Un petit colibri vole au-dessus du Pentagone, il fait comme tous les petits colibris... il virevolte de ci de là. Soudainement, alors qu’il s’est posé sur le toit de l’immense bâtiment pentagonal, un silence pesant d’abord dans la nuit noire. Une faible lueur bleu-violacé, presque phosphorescente et ondulante, une distorsion de l’air environnant comme une chaleur intense. Soudainement le bâtiment semble se dissoudre dans une légère brume scintillante, comme une matière qui s’efface pixel par pixel. Il ne reste plus qu’un bout de la glorieuse administration, tels ces grands morceaux de béton, déformés horriblement.
*
12 juillet 2080, Moscou.
Au-dessus de la Loubianka, un nuage inoffensif avance au même rythme que les autres, simplement il est peut-être un peu bas. Mais qui s’inquiéterait d’un nuage ?
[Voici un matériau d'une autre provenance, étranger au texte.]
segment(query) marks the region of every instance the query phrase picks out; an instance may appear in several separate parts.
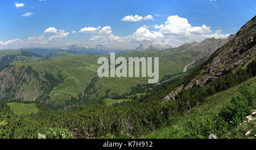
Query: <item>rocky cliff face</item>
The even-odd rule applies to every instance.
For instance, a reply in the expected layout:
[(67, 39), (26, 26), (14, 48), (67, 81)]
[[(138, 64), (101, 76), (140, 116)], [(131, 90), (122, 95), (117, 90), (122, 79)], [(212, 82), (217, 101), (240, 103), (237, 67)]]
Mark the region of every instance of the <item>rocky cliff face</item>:
[(136, 48), (138, 50), (144, 50), (148, 49), (155, 49), (159, 50), (162, 50), (166, 49), (169, 49), (171, 47), (167, 43), (164, 41), (151, 41), (147, 40), (142, 41), (141, 44)]
[(244, 25), (225, 46), (217, 50), (210, 58), (205, 69), (191, 82), (171, 91), (164, 100), (175, 100), (177, 93), (184, 89), (204, 86), (220, 76), (241, 67), (256, 56), (256, 16)]
[(188, 69), (194, 68), (205, 61), (211, 54), (225, 45), (234, 37), (235, 35), (230, 35), (226, 38), (216, 39), (214, 37), (212, 37), (206, 38), (201, 42), (193, 42), (190, 44), (185, 44), (184, 45), (182, 45), (184, 49), (183, 52), (193, 51), (199, 53), (196, 56), (194, 61), (185, 66), (184, 72), (185, 72)]
[(44, 84), (32, 68), (9, 65), (0, 72), (0, 99), (34, 101), (43, 94)]

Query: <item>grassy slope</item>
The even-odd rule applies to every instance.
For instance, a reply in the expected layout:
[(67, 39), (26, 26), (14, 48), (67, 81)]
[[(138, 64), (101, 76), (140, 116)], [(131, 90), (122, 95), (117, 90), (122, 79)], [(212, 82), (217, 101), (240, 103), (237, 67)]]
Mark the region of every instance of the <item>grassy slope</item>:
[(112, 105), (113, 104), (115, 104), (115, 103), (117, 103), (117, 102), (122, 102), (124, 101), (130, 101), (131, 99), (119, 99), (119, 100), (113, 100), (113, 99), (111, 99), (110, 98), (105, 98), (104, 100), (103, 100), (103, 101), (104, 102), (106, 102), (106, 105)]
[[(116, 54), (118, 57), (159, 57), (159, 80), (164, 75), (174, 74), (182, 72), (184, 67), (191, 62), (191, 54), (183, 53), (178, 54), (180, 50), (170, 49), (159, 52), (156, 50), (146, 51), (133, 51), (125, 54)], [(51, 58), (48, 59), (14, 63), (18, 66), (30, 66), (43, 78), (45, 72), (53, 74), (56, 78), (58, 71), (67, 78), (64, 82), (55, 87), (49, 96), (51, 99), (65, 99), (71, 96), (77, 96), (83, 92), (89, 81), (97, 75), (97, 70), (100, 65), (97, 61), (100, 57), (109, 58), (109, 55), (90, 55), (75, 54), (64, 57)], [(110, 60), (110, 59), (109, 59)], [(138, 80), (139, 82), (136, 82)], [(127, 92), (131, 87), (137, 84), (147, 83), (147, 78), (99, 78), (95, 86), (98, 89), (100, 96), (105, 95), (106, 89), (111, 89), (110, 93), (122, 94)], [(102, 85), (102, 86), (101, 86)]]
[(39, 111), (36, 108), (36, 104), (30, 103), (24, 104), (18, 102), (9, 102), (7, 104), (15, 114), (28, 114), (31, 113), (36, 113)]
[(246, 82), (228, 89), (218, 93), (207, 98), (207, 101), (202, 105), (195, 108), (188, 114), (181, 117), (177, 122), (172, 123), (170, 126), (161, 128), (149, 134), (143, 138), (179, 138), (179, 133), (176, 135), (171, 135), (173, 128), (179, 129), (182, 131), (182, 126), (189, 118), (196, 115), (204, 117), (206, 114), (211, 112), (220, 112), (224, 104), (229, 102), (231, 98), (237, 92), (238, 88), (245, 84), (248, 84), (256, 90), (256, 77), (248, 80)]

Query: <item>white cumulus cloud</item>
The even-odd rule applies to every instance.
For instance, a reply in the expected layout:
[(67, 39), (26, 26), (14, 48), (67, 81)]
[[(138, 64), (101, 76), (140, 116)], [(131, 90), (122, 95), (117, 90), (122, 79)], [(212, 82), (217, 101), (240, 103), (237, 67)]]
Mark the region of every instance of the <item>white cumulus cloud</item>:
[(101, 27), (98, 27), (98, 28), (94, 27), (85, 27), (81, 28), (79, 31), (79, 33), (96, 33), (97, 31), (101, 28)]
[(31, 16), (32, 15), (34, 15), (34, 12), (26, 12), (25, 14), (23, 14), (20, 16)]
[(44, 31), (44, 33), (56, 33), (58, 29), (55, 27), (49, 27)]
[(127, 15), (125, 16), (123, 19), (121, 19), (122, 21), (125, 22), (139, 22), (142, 20), (143, 18), (142, 16), (139, 16), (138, 15)]
[(23, 7), (24, 6), (25, 6), (25, 5), (24, 3), (19, 3), (18, 2), (15, 2), (14, 3), (14, 5), (15, 5), (15, 7), (16, 8), (18, 8), (19, 7)]
[(143, 19), (145, 20), (154, 20), (154, 18), (151, 15), (148, 15), (145, 17), (143, 18)]

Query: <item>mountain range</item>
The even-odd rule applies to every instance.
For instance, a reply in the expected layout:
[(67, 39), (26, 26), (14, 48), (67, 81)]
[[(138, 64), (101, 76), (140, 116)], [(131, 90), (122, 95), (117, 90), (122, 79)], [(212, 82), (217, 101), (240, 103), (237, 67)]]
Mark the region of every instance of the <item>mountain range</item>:
[(138, 47), (136, 48), (136, 50), (144, 50), (155, 49), (156, 50), (162, 50), (170, 48), (171, 48), (171, 46), (169, 46), (169, 45), (164, 42), (163, 41), (151, 41), (150, 40), (144, 40), (142, 41), (141, 45)]

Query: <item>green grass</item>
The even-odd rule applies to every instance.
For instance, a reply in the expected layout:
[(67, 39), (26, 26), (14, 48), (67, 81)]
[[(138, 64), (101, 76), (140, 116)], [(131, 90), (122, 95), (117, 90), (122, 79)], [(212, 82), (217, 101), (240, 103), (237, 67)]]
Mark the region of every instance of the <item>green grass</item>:
[[(150, 50), (146, 51), (132, 51), (127, 53), (116, 54), (115, 58), (128, 57), (159, 57), (159, 80), (165, 75), (174, 74), (182, 72), (184, 66), (192, 61), (192, 54), (181, 53), (179, 50), (165, 50), (159, 51)], [(90, 55), (86, 54), (73, 54), (63, 57), (51, 58), (47, 59), (16, 63), (13, 64), (18, 67), (30, 66), (36, 72), (39, 77), (43, 77), (46, 72), (50, 72), (55, 78), (58, 72), (64, 77), (64, 82), (54, 87), (49, 93), (51, 100), (68, 98), (73, 96), (78, 98), (77, 95), (83, 93), (90, 80), (97, 76), (98, 67), (97, 61), (100, 57), (110, 57), (109, 55)], [(110, 59), (109, 59), (110, 60)], [(105, 95), (106, 89), (111, 89), (109, 94), (114, 92), (122, 95), (129, 92), (129, 88), (138, 84), (147, 83), (148, 78), (100, 78), (95, 83), (97, 93), (99, 96)], [(138, 81), (137, 81), (138, 80)], [(96, 93), (92, 95), (95, 97)]]
[(182, 132), (183, 126), (187, 119), (196, 115), (199, 115), (203, 118), (208, 113), (219, 113), (223, 105), (230, 101), (231, 98), (238, 91), (239, 87), (245, 84), (250, 85), (250, 87), (256, 90), (256, 77), (249, 79), (243, 83), (230, 88), (226, 91), (208, 97), (203, 104), (195, 108), (187, 114), (180, 117), (171, 126), (160, 128), (142, 138), (152, 139), (179, 138), (179, 132), (176, 133), (175, 135), (170, 134), (172, 132), (172, 130), (174, 130), (174, 128), (178, 129), (180, 132)]
[(29, 114), (36, 113), (39, 111), (35, 103), (25, 104), (19, 102), (9, 102), (7, 104), (15, 114)]
[(103, 101), (104, 102), (106, 102), (106, 105), (112, 105), (114, 104), (118, 103), (118, 102), (122, 102), (124, 101), (130, 101), (131, 99), (119, 99), (119, 100), (113, 100), (110, 98), (105, 98), (103, 100)]

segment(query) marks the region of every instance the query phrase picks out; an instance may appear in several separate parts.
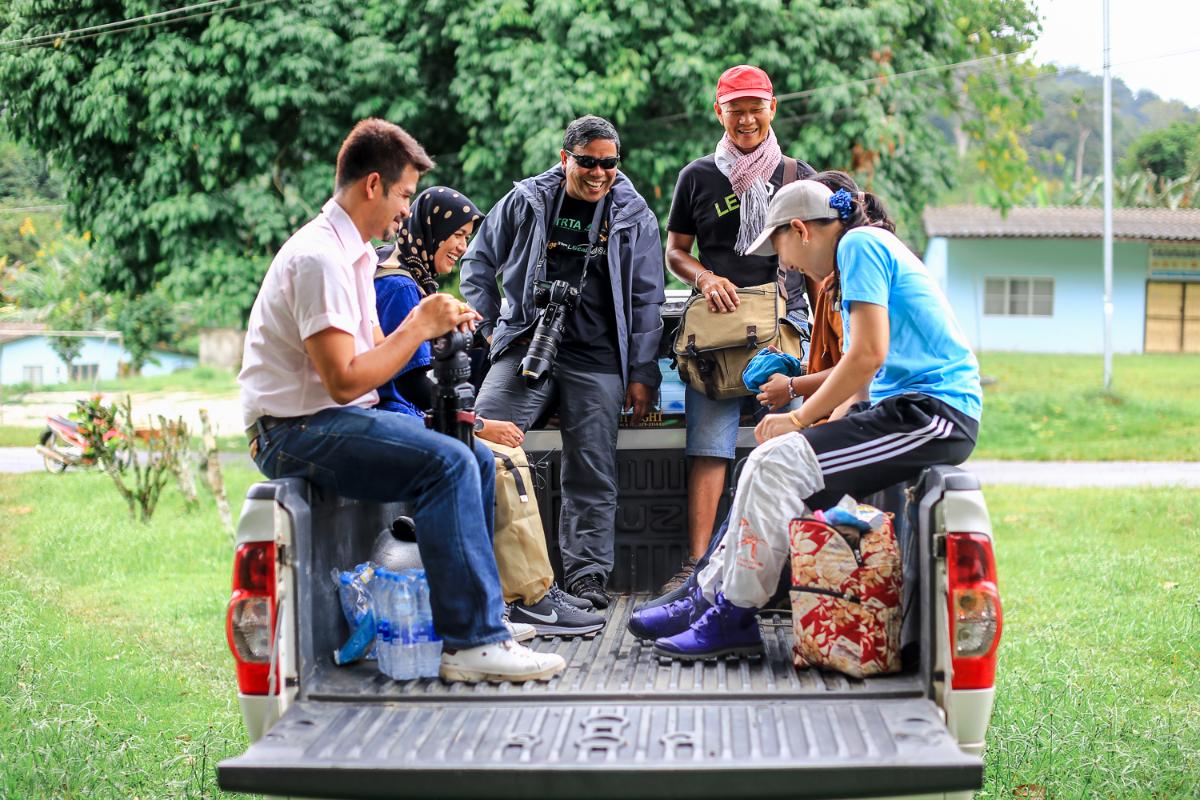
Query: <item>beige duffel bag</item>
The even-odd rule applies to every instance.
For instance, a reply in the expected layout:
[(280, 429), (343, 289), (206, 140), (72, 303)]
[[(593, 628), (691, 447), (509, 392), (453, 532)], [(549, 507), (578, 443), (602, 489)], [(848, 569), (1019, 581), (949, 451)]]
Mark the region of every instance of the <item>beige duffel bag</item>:
[(554, 581), (538, 511), (533, 470), (521, 447), (480, 439), (496, 456), (496, 566), (504, 602), (533, 604)]
[(709, 311), (703, 295), (692, 294), (672, 345), (679, 378), (710, 399), (750, 395), (742, 371), (770, 344), (802, 357), (803, 343), (786, 321), (787, 302), (778, 283), (738, 289), (738, 297), (742, 302), (736, 311), (720, 313)]

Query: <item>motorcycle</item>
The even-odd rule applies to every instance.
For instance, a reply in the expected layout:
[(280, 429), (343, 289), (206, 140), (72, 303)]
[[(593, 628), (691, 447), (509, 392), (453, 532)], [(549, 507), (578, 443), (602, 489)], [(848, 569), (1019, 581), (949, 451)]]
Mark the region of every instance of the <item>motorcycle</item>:
[[(103, 439), (108, 444), (114, 439), (124, 440), (125, 434), (109, 428), (104, 431)], [(95, 467), (100, 463), (96, 453), (88, 446), (88, 441), (79, 432), (79, 423), (65, 416), (50, 415), (46, 417), (46, 429), (38, 437), (35, 450), (42, 456), (42, 463), (47, 473), (65, 473), (67, 467)], [(121, 447), (118, 468), (122, 471), (128, 467), (133, 457), (132, 447)]]

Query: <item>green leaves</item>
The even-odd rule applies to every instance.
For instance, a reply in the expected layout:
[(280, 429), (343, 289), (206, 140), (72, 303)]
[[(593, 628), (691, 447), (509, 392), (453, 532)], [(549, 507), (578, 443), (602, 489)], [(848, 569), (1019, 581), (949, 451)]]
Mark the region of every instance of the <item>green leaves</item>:
[[(164, 7), (11, 0), (0, 40)], [(1008, 79), (1020, 68), (894, 76), (1020, 52), (1034, 30), (1026, 0), (313, 0), (0, 50), (0, 92), (6, 124), (62, 170), (72, 222), (97, 234), (106, 288), (164, 281), (200, 293), (178, 295), (199, 317), (238, 320), (367, 115), (425, 143), (426, 182), (485, 207), (557, 161), (571, 119), (608, 116), (665, 221), (679, 169), (721, 136), (718, 76), (754, 62), (778, 94), (803, 92), (780, 103), (784, 149), (854, 172), (901, 218), (954, 179), (936, 109), (968, 118), (1003, 201), (1025, 169), (1009, 133), (1036, 106)]]

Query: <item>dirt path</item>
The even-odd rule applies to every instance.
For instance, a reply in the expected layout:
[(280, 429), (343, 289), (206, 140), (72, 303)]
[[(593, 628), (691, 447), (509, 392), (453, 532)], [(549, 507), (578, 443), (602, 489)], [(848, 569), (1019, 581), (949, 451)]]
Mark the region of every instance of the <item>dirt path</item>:
[[(74, 410), (79, 392), (36, 392), (25, 395), (19, 404), (0, 404), (0, 425), (40, 428), (50, 414), (66, 415)], [(212, 395), (210, 392), (133, 392), (134, 425), (144, 426), (163, 415), (168, 420), (184, 417), (184, 422), (199, 433), (200, 409), (208, 409), (215, 433), (238, 435), (242, 433), (241, 404), (238, 392)], [(124, 395), (106, 395), (108, 402), (116, 402)]]

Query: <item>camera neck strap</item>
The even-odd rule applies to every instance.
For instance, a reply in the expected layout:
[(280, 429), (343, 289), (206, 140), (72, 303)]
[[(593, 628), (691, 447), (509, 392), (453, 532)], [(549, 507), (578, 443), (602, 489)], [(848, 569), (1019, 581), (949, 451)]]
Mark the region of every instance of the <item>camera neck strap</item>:
[[(566, 197), (566, 182), (558, 190), (558, 196), (554, 198), (554, 211), (550, 216), (551, 225), (558, 219), (558, 215), (563, 210), (563, 198)], [(583, 258), (583, 272), (580, 275), (580, 297), (583, 297), (583, 288), (588, 284), (588, 269), (592, 266), (592, 260), (600, 255), (600, 251), (596, 245), (600, 241), (600, 228), (607, 229), (608, 224), (608, 210), (612, 207), (612, 190), (604, 196), (602, 200), (596, 201), (595, 213), (592, 215), (592, 228), (588, 233), (588, 254)], [(607, 252), (607, 249), (606, 249)]]

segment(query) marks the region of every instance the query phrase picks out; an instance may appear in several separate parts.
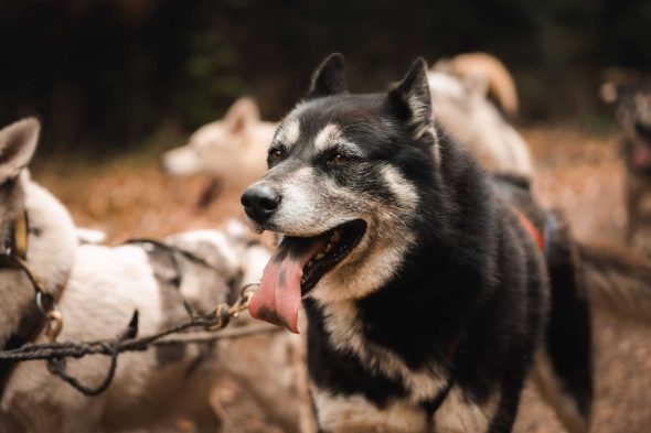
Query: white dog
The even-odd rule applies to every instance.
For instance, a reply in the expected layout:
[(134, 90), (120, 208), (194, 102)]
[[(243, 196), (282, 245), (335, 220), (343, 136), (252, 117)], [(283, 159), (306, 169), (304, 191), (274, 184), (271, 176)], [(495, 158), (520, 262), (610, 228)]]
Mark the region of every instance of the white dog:
[(437, 62), (427, 79), (436, 121), (487, 170), (532, 177), (529, 147), (488, 98), (490, 91), (506, 113), (517, 111), (515, 84), (500, 61), (461, 54)]
[[(116, 337), (139, 312), (139, 334), (156, 333), (188, 317), (183, 300), (207, 312), (233, 297), (237, 281), (256, 281), (269, 252), (242, 228), (180, 234), (167, 241), (203, 262), (170, 253), (151, 243), (109, 248), (78, 245), (63, 205), (30, 180), (26, 165), (39, 137), (39, 123), (26, 119), (0, 130), (0, 246), (15, 246), (17, 221), (29, 216), (26, 260), (46, 288), (60, 296), (63, 331), (58, 340)], [(34, 292), (21, 271), (0, 268), (0, 344), (7, 347), (20, 328)], [(242, 318), (243, 322), (249, 321)], [(46, 342), (41, 333), (34, 340)], [(298, 430), (296, 358), (299, 340), (265, 334), (124, 354), (108, 390), (85, 397), (51, 375), (44, 361), (18, 364), (1, 389), (0, 431), (105, 432), (172, 423), (179, 416), (203, 420), (214, 431), (207, 392), (220, 374), (250, 391), (284, 431)], [(89, 386), (106, 375), (104, 356), (68, 359), (68, 371)], [(6, 365), (3, 367), (7, 367)]]

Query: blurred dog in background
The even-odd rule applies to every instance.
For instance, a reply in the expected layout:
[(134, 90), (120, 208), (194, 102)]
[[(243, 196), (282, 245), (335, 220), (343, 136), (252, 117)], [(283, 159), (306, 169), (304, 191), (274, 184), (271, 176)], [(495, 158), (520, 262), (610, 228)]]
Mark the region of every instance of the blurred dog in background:
[(532, 177), (529, 147), (504, 116), (517, 112), (515, 83), (498, 58), (469, 53), (440, 59), (429, 68), (427, 80), (435, 121), (484, 169)]
[[(0, 242), (3, 259), (24, 252), (57, 299), (64, 324), (58, 340), (115, 338), (135, 311), (139, 333), (157, 333), (188, 318), (184, 303), (209, 312), (233, 302), (243, 282), (257, 281), (270, 255), (235, 223), (224, 231), (172, 236), (166, 240), (168, 247), (79, 245), (67, 209), (30, 180), (26, 166), (39, 130), (35, 119), (26, 119), (0, 131)], [(26, 275), (10, 264), (0, 262), (3, 349), (46, 340), (39, 331), (38, 311), (36, 321), (25, 325), (35, 310), (34, 291)], [(233, 325), (249, 322), (244, 315)], [(51, 375), (42, 361), (1, 362), (0, 431), (121, 431), (173, 426), (180, 419), (199, 420), (198, 431), (214, 431), (220, 423), (227, 431), (227, 418), (217, 416), (218, 408), (215, 411), (209, 401), (217, 378), (227, 376), (249, 391), (271, 422), (294, 432), (299, 430), (301, 409), (285, 402), (307, 401), (297, 394), (301, 356), (300, 340), (287, 333), (124, 354), (108, 390), (94, 398)], [(67, 367), (94, 387), (104, 379), (108, 359), (70, 359)]]
[(223, 119), (199, 128), (186, 144), (162, 155), (162, 170), (172, 176), (202, 174), (211, 182), (198, 206), (209, 206), (224, 188), (244, 188), (265, 172), (265, 154), (276, 125), (260, 120), (257, 104), (237, 99)]
[[(517, 93), (499, 59), (485, 53), (441, 59), (429, 69), (428, 82), (436, 121), (465, 143), (484, 169), (533, 175), (529, 148), (504, 116), (517, 112)], [(253, 99), (239, 98), (223, 119), (201, 127), (188, 144), (166, 152), (161, 166), (174, 176), (212, 177), (198, 203), (204, 208), (222, 190), (244, 191), (265, 173), (275, 127), (260, 120)]]
[(627, 240), (651, 256), (651, 85), (639, 79), (608, 82), (601, 98), (617, 104), (626, 167)]

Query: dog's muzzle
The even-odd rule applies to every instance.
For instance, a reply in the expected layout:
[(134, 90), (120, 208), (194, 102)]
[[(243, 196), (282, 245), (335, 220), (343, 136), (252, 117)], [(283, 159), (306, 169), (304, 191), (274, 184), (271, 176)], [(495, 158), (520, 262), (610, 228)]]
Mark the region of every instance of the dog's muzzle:
[(258, 225), (264, 225), (276, 212), (281, 196), (267, 185), (254, 185), (242, 195), (242, 205), (246, 215)]

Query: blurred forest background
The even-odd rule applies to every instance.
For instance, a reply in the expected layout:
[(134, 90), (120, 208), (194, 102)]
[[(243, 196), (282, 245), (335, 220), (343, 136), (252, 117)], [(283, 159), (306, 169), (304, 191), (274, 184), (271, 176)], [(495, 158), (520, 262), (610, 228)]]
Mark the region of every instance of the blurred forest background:
[(598, 86), (651, 67), (651, 2), (0, 0), (0, 123), (38, 115), (41, 155), (104, 156), (164, 147), (243, 94), (279, 119), (332, 51), (363, 91), (418, 55), (478, 50), (514, 74), (522, 122), (608, 130)]

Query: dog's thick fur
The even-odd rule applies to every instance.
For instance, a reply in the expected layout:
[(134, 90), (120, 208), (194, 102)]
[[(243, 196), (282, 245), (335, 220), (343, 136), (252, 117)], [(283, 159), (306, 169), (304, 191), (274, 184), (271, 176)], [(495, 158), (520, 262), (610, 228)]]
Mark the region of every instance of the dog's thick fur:
[(617, 120), (623, 133), (627, 240), (651, 257), (651, 85), (607, 83), (601, 97), (617, 102)]
[(533, 176), (524, 139), (509, 125), (504, 111), (515, 115), (517, 93), (504, 65), (485, 53), (460, 54), (437, 62), (427, 73), (435, 121), (468, 147), (484, 169)]
[[(340, 55), (321, 65), (243, 196), (257, 229), (285, 235), (252, 314), (296, 331), (302, 297), (323, 432), (510, 432), (534, 359), (561, 418), (585, 432), (589, 310), (564, 267), (575, 252), (552, 238), (559, 263), (545, 262), (519, 217), (544, 232), (526, 185), (491, 182), (431, 111), (423, 61), (373, 95), (348, 93)], [(564, 335), (558, 317), (578, 331)]]
[[(244, 236), (244, 228), (167, 239), (212, 269), (149, 243), (77, 245), (67, 210), (26, 172), (38, 136), (34, 119), (0, 131), (0, 245), (10, 236), (10, 223), (26, 210), (28, 261), (51, 290), (64, 286), (58, 340), (114, 338), (136, 310), (140, 335), (156, 333), (188, 317), (183, 299), (206, 312), (218, 302), (232, 302), (241, 281), (259, 278), (269, 252)], [(14, 269), (0, 269), (0, 293), (4, 345), (34, 294), (25, 275)], [(299, 397), (295, 366), (300, 356), (300, 342), (287, 334), (125, 354), (109, 389), (95, 398), (51, 375), (42, 361), (23, 362), (2, 389), (0, 431), (104, 432), (173, 423), (178, 416), (192, 416), (203, 423), (201, 427), (214, 431), (223, 420), (215, 418), (207, 393), (220, 375), (233, 377), (250, 391), (284, 431), (297, 431), (301, 408), (285, 401)], [(88, 357), (71, 359), (67, 367), (93, 386), (103, 379), (107, 362), (106, 357)]]
[(173, 176), (194, 174), (213, 178), (201, 205), (223, 188), (244, 191), (266, 170), (264, 156), (276, 125), (262, 121), (255, 100), (237, 99), (223, 119), (198, 129), (186, 144), (166, 152), (162, 169)]

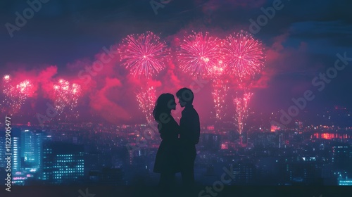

— Smotri, tovarishch, eto oblako — nastoyashchiy obrazets, kak dumaesh ?[7]
— Da, Vasiliy, no vnimanie nado obrashchat’ ne na oblaka, a na ptits, bol’shikh nasekomykh... a to i na kolibri ![8]
Un très léger scintillement à peine perceptible se produit, et alors que le nuage devient quasi translucide, légèrement irisé, le bâtiment semble trembler et se désagréger inexorablement.
Une heure plus tard, c’est une ruine, où pratiquement seule la façade ancienne a résisté. Des parties entières, modernes, ont totalement disparu comme si elles n’avaient jamais existé.
*
28 juillet 2080.
— Dire que je suis la première à voir de près l’avant-dernière planète de notre système, Sana.
— Oui, et pas la dernière, j’en suis certaine.
— Ce disque se découpant si nettement, cette lueur douce, veloutée de ce bleu-vert pâle. Une merveille.
Sana reste silencieuse.
— Quand arriverons-nous sur l’orbite neptunienne ?
— Le 17 octobre, Sela.
— Encore un peu de patience avant le premier saut et premier long sommeil... mais tu m’avais dit, en juin, qu’Isla était partie à la campagne. Et hier, tu m’avais dit qu’elle était installée, et que même Róibhín avait trouvé une maison mitoyenne... à Howth.
— Oui, et pour plus de sûreté, pour votre fille à naître. Hier soir, un médecin de l’Hayl, détaché, est arrivé sur place. Jean-Philippe Belpierre.
— Je le connais... je ne me rappelle plus trop bien ; mais je suis heureuse alors. Au fait, on en sait plus sur les enquêtes au sujet des attentats sur le Pentagone et la Loubianka ?
— Heureusement que je suis connectée à Isla, dit joyeusement Sana... oui, en fait, une réunion au sommet entre quelques États et l’Hayl est prévue à Genève, le 15 novembre.
— Pourquoi en novembre ?
— Il semblerait que si le tsar Alexeï II est déjà convaincu, et la présidente US Abigail Walton, c’est la première ministre britannique, Constance Thatcher[9], qui bloque les négociations. Elle tient mordicus à ce que la réunion ait lieu à Buckingham Palace, avec le roi George VII[10].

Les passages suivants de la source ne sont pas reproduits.